Woosley said she was worried about Mr. Ron coming back because of his age.
“He reached out to me and said I will be subbing this year and I said are you sure you know that we will all be wearing mask and that there is a chance of it being in the school,” Woosley said.
Mr. Ron came to teach at Theodore Jones as a full-time on-site substitute teacher at the beginning of the 2020 school year. She said he was at school every day up until he got sick in late October.
“Although I know he didn’t catch it at school there is still some sense of responsibility on me I was his boss in a way,” Woosley said. “I don’t know that I could have totally protected him, but we did try very best by checking on him and we are doing it with all of our staff and all of our kids.”
Conway Public Schools said he was not listed on their school cases.
“When you look at our data collection, we don’t have a lot of cases that originate in the school,” Woosley said.
Woosley said that a fourth-grader who had Mr. Ron in kindergarten brought the staff donuts today for Mr. Ron. She said that they are prepared to answer students’ questions about his death but encourage parents to have that conversation with them.
For retired Arkansas teacher Shelley Smith, Mr. Ron marks the 12th educator death of the school year.
“I know there a contact tracer and they work really hard, but I think that it is really impossible to say exactly where you get it from,” Smith said.
Smith said she has been in a school herself this year and knows that not everyone is social distancing and wearing masks regularly.
“I think they need to do a much better job of policing,” Smith said.

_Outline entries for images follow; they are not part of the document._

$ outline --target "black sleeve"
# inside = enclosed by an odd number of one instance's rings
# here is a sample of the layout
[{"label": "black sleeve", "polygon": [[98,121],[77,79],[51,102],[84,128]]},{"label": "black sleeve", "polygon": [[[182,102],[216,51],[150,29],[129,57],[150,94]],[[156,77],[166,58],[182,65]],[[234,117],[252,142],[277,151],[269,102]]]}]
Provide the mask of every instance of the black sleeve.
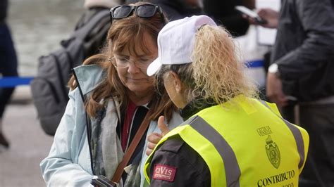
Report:
[{"label": "black sleeve", "polygon": [[[157,167],[174,168],[168,180],[156,179]],[[149,168],[151,186],[210,186],[211,175],[202,157],[179,136],[168,138],[156,151]],[[156,179],[154,179],[156,178]]]},{"label": "black sleeve", "polygon": [[297,18],[306,37],[299,47],[275,62],[280,64],[280,72],[285,79],[309,74],[333,56],[334,11],[330,0],[296,2]]}]

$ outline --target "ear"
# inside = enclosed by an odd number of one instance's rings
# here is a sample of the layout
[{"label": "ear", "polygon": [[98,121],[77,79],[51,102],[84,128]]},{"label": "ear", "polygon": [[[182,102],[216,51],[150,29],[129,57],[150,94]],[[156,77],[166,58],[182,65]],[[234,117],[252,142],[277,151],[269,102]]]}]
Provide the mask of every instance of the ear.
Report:
[{"label": "ear", "polygon": [[175,91],[177,93],[180,94],[182,92],[183,89],[183,84],[180,79],[180,77],[175,72],[171,71],[170,72],[170,77],[172,79],[172,82],[175,86]]}]

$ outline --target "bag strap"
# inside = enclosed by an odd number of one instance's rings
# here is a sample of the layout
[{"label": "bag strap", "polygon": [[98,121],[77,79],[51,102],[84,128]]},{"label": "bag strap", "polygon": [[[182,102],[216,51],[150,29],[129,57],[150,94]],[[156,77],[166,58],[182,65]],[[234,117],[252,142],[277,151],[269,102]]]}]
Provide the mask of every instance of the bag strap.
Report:
[{"label": "bag strap", "polygon": [[128,165],[131,156],[132,155],[133,153],[135,152],[135,148],[138,146],[139,142],[142,139],[142,136],[145,133],[147,127],[149,124],[149,117],[151,115],[151,110],[149,110],[147,113],[146,114],[144,120],[142,121],[142,124],[140,124],[138,131],[137,131],[135,137],[133,138],[132,141],[130,144],[129,148],[126,150],[125,153],[124,154],[124,157],[123,158],[122,162],[118,165],[117,167],[116,171],[113,174],[113,179],[111,179],[111,182],[114,183],[113,185],[118,183],[120,178],[122,177],[122,174],[124,172],[124,168]]}]

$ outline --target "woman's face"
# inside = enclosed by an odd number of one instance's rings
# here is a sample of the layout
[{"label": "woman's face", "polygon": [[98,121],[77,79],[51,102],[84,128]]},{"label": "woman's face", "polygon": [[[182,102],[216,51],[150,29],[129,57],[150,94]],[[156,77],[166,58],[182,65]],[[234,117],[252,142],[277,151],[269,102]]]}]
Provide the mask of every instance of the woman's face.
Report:
[{"label": "woman's face", "polygon": [[[147,44],[150,53],[145,53],[140,44],[135,45],[137,56],[133,56],[129,51],[129,47],[119,53],[115,53],[117,72],[122,83],[130,91],[136,95],[150,91],[154,87],[154,77],[149,77],[146,71],[149,65],[158,56],[158,49],[156,41],[148,34],[144,34],[142,39]],[[125,66],[120,67],[120,65]]]}]

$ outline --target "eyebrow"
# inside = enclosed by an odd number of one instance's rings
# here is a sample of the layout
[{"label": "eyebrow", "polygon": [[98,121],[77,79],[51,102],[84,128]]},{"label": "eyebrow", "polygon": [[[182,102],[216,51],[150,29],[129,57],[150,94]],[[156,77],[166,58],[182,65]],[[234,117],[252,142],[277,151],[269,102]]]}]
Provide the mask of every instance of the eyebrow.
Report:
[{"label": "eyebrow", "polygon": [[[115,54],[115,55],[120,56],[120,57],[128,58],[130,58],[130,56],[123,55],[123,54]],[[151,57],[151,56],[149,56],[149,55],[141,55],[141,56],[137,56],[137,58],[143,58],[143,57]]]}]

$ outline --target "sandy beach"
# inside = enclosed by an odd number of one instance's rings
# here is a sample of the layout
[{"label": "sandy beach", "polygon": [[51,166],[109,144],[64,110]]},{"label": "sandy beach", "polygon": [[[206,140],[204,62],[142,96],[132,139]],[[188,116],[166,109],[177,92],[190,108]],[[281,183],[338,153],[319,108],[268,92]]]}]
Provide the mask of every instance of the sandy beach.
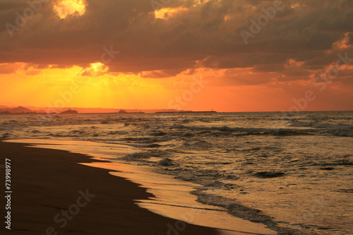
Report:
[{"label": "sandy beach", "polygon": [[[78,164],[97,160],[27,145],[0,142],[0,162],[4,167],[5,159],[11,159],[12,191],[11,229],[3,224],[1,234],[217,234],[140,208],[133,200],[153,196],[145,188],[111,171]],[[1,197],[1,207],[6,204]]]}]

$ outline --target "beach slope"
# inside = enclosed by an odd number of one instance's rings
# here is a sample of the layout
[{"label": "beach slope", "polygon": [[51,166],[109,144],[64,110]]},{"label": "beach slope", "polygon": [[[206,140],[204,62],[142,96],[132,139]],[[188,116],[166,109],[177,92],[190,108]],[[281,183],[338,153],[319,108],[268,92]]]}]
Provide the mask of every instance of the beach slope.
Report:
[{"label": "beach slope", "polygon": [[[133,200],[152,197],[145,188],[109,170],[78,163],[99,162],[63,150],[0,141],[0,183],[5,159],[11,164],[11,230],[1,234],[217,234],[140,208]],[[1,216],[6,210],[1,199]]]}]

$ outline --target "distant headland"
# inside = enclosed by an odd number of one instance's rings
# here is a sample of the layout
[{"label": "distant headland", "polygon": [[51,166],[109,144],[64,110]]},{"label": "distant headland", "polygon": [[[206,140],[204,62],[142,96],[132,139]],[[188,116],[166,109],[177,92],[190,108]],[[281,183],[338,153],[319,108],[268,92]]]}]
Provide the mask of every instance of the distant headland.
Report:
[{"label": "distant headland", "polygon": [[80,108],[80,107],[37,107],[32,106],[10,107],[0,105],[0,114],[186,114],[215,113],[215,111],[191,111],[176,109],[127,109],[112,108]]}]

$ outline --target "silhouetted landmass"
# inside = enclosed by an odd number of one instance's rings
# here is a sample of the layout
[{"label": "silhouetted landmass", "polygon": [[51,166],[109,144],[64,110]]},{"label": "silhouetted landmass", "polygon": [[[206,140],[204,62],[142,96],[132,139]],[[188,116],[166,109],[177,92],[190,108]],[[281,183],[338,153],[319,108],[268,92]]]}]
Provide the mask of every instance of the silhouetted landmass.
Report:
[{"label": "silhouetted landmass", "polygon": [[156,114],[174,114],[174,113],[217,113],[216,111],[171,111],[171,112],[156,112]]},{"label": "silhouetted landmass", "polygon": [[[19,107],[22,108],[19,109]],[[0,114],[60,114],[66,111],[68,107],[36,107],[32,106],[19,107],[14,108],[13,107],[8,107],[5,105],[0,106]],[[176,109],[112,109],[112,108],[80,108],[71,107],[72,109],[76,110],[79,114],[153,114],[155,112],[191,112],[190,110],[176,110]],[[126,113],[119,113],[120,110],[124,110]]]}]

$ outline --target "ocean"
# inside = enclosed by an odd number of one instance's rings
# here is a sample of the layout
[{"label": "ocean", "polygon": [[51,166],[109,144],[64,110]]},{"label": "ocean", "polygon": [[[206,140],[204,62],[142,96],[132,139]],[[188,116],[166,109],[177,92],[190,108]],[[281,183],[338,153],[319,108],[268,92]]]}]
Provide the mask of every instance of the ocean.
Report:
[{"label": "ocean", "polygon": [[233,216],[353,234],[353,112],[6,114],[0,137],[96,143],[112,162],[199,185],[200,203]]}]

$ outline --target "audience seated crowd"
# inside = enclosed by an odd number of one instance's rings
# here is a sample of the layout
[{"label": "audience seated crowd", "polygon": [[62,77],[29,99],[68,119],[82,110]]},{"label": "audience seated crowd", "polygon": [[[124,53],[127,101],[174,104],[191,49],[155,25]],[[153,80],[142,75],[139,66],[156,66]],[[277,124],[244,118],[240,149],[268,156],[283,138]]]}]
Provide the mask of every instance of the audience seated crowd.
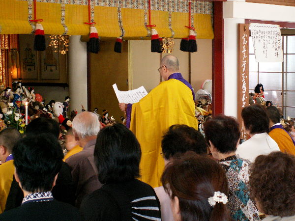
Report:
[{"label": "audience seated crowd", "polygon": [[204,123],[205,138],[187,125],[167,128],[154,190],[138,179],[140,144],[122,124],[101,129],[94,113],[77,114],[65,156],[54,120],[32,120],[23,138],[4,129],[0,221],[259,221],[260,212],[295,220],[295,146],[278,111],[244,108],[249,138],[240,144],[238,123],[224,115]]},{"label": "audience seated crowd", "polygon": [[226,172],[230,214],[235,220],[260,220],[247,186],[251,163],[236,154],[240,136],[238,123],[233,117],[218,115],[205,122],[204,132],[212,155]]}]

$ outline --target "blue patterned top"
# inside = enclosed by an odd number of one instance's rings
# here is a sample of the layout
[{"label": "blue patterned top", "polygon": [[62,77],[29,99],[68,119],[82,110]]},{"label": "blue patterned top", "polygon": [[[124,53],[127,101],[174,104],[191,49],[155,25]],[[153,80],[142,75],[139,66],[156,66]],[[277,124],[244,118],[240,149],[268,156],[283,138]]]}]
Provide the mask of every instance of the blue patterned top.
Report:
[{"label": "blue patterned top", "polygon": [[228,178],[230,214],[235,220],[260,221],[256,205],[250,198],[247,187],[251,162],[236,155],[218,161]]}]

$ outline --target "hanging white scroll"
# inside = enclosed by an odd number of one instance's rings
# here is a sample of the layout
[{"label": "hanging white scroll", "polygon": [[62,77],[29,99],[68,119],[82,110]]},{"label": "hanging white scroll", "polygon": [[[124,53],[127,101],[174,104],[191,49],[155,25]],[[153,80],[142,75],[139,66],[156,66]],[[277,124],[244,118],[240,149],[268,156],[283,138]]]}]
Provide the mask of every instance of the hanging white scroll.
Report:
[{"label": "hanging white scroll", "polygon": [[251,23],[250,28],[256,62],[283,62],[280,26],[278,25]]}]

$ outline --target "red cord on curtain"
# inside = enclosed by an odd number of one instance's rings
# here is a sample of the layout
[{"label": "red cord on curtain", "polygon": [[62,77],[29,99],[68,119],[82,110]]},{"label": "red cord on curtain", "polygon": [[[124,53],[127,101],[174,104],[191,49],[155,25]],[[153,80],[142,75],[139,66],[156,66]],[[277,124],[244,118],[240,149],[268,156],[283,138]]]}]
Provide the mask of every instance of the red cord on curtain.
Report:
[{"label": "red cord on curtain", "polygon": [[34,19],[32,20],[29,20],[30,22],[43,22],[43,19],[36,19],[37,12],[36,12],[36,0],[34,0]]},{"label": "red cord on curtain", "polygon": [[189,29],[191,29],[192,30],[195,30],[195,28],[191,26],[191,2],[190,1],[188,2],[188,24],[189,26],[184,26]]},{"label": "red cord on curtain", "polygon": [[91,5],[90,5],[90,4],[91,4],[90,0],[88,0],[88,22],[85,22],[84,23],[87,25],[95,25],[96,23],[95,23],[94,22],[91,22],[91,17],[90,17]]},{"label": "red cord on curtain", "polygon": [[148,0],[148,25],[147,25],[147,27],[155,27],[155,25],[150,25],[150,0]]}]

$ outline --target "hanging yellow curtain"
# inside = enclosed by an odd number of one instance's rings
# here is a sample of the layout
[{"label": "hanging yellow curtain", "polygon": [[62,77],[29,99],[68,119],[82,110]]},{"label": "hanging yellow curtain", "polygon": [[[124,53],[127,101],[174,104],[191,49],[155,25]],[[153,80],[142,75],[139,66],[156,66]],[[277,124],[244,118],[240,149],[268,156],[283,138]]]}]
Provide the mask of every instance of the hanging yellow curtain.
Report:
[{"label": "hanging yellow curtain", "polygon": [[36,2],[37,16],[41,22],[45,34],[62,34],[64,28],[61,25],[61,4]]},{"label": "hanging yellow curtain", "polygon": [[88,6],[77,4],[65,5],[65,24],[68,28],[69,35],[88,35]]},{"label": "hanging yellow curtain", "polygon": [[0,33],[30,34],[32,28],[28,20],[28,2],[0,0]]},{"label": "hanging yellow curtain", "polygon": [[118,8],[95,7],[94,20],[98,36],[116,37],[121,36],[118,21]]},{"label": "hanging yellow curtain", "polygon": [[[148,20],[147,0],[91,1],[99,36],[117,37],[124,32],[124,36],[127,39],[148,38],[147,37],[150,36],[150,33],[146,27]],[[49,3],[47,0],[39,0],[37,2],[37,15],[38,19],[43,19],[42,24],[45,33],[88,35],[89,25],[84,24],[88,21],[88,5],[84,4],[85,1],[56,1]],[[32,2],[27,0],[0,0],[0,33],[31,33],[34,27],[28,20],[33,16]],[[179,0],[177,2],[167,0],[157,0],[152,2],[151,23],[156,25],[160,37],[187,37],[188,30],[184,26],[188,25],[188,1]],[[192,24],[196,28],[197,38],[213,38],[212,2],[192,2]],[[31,18],[29,19],[30,16]]]}]

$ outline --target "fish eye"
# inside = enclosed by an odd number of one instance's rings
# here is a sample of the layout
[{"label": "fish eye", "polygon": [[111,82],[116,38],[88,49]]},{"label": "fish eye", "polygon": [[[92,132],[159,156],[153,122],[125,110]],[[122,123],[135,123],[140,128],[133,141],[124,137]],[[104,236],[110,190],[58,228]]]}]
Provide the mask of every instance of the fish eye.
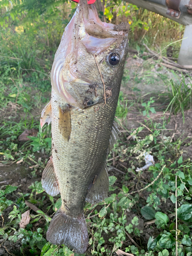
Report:
[{"label": "fish eye", "polygon": [[109,55],[108,60],[111,65],[116,66],[119,63],[120,60],[120,55],[117,52],[112,52]]}]

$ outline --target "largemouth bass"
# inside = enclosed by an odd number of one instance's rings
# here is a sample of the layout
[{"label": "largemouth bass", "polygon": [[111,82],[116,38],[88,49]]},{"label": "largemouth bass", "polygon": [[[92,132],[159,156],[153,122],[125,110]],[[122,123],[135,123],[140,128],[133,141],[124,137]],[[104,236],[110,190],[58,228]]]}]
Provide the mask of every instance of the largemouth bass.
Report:
[{"label": "largemouth bass", "polygon": [[51,99],[42,112],[41,127],[52,123],[52,157],[42,185],[62,200],[47,239],[79,253],[88,244],[86,201],[108,196],[105,159],[118,132],[114,119],[129,30],[128,24],[101,22],[95,5],[80,0],[56,53]]}]

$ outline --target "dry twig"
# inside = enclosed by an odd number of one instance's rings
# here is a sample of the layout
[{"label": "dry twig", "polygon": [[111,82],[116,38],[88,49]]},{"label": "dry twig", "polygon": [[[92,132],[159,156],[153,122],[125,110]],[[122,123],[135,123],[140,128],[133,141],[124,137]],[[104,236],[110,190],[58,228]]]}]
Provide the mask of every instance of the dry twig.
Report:
[{"label": "dry twig", "polygon": [[159,178],[161,176],[161,175],[162,173],[163,172],[163,170],[164,170],[165,166],[166,166],[165,165],[164,165],[163,166],[163,168],[162,168],[162,170],[161,170],[161,172],[160,172],[159,175],[155,179],[155,180],[153,181],[152,181],[152,183],[150,183],[148,185],[147,185],[147,186],[146,186],[146,187],[144,187],[143,188],[141,188],[141,189],[140,189],[139,190],[133,191],[133,192],[131,192],[131,193],[129,193],[127,194],[127,195],[132,195],[133,194],[134,194],[134,193],[139,193],[140,192],[141,192],[141,191],[143,191],[143,190],[146,189],[147,188],[148,188],[148,187],[149,187],[150,186],[153,185],[154,183],[154,182],[155,182],[156,181],[156,180],[157,180],[159,179]]},{"label": "dry twig", "polygon": [[128,253],[128,252],[125,252],[123,251],[122,251],[120,249],[118,249],[115,252],[117,253],[118,256],[122,256],[122,255],[125,255],[125,256],[134,256],[134,254]]},{"label": "dry twig", "polygon": [[175,196],[176,196],[176,202],[175,203],[175,215],[176,215],[176,218],[175,218],[175,220],[176,220],[176,228],[175,228],[175,229],[176,229],[176,242],[175,242],[175,246],[176,246],[176,250],[175,250],[175,254],[176,254],[176,256],[177,256],[178,255],[178,245],[177,245],[177,175],[175,177],[175,187],[176,188],[176,189],[175,190]]},{"label": "dry twig", "polygon": [[[35,211],[35,212],[36,212],[37,214],[38,214],[37,212],[37,211],[38,210],[40,210],[40,209],[39,209],[38,208],[37,208],[36,206],[35,206],[35,205],[34,205],[34,204],[31,204],[31,203],[30,203],[29,202],[28,202],[28,201],[26,200],[25,201],[25,203],[26,204],[26,205],[27,205],[28,206],[29,206],[30,208],[31,208],[32,210],[34,210],[34,211]],[[45,215],[46,215],[48,218],[50,218],[49,215],[48,215],[47,214],[45,214]],[[46,219],[46,217],[45,216],[42,216],[43,218],[44,218],[45,219]]]}]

She said that if the governor insists everyone returns to school then there needs to be more enforcement of the guidelines.
“People from the department of health just show up and do spot checks and there needs to be some consequences if schools are not doing what they are supposed to be doing,” Smith said.
She said teachers have the option to report rules not being followed to the department of health, but some are scared they will be reprimanded by their administrators or school district.
“It makes me angry because I feel like the governor and the Department of Education are only looking at the numbers and nobody seems to acknowledge how important those individuals are,” Smith said.
Smith said she knows of several teachers who have retired and many more who plan to retire at the end of the semester.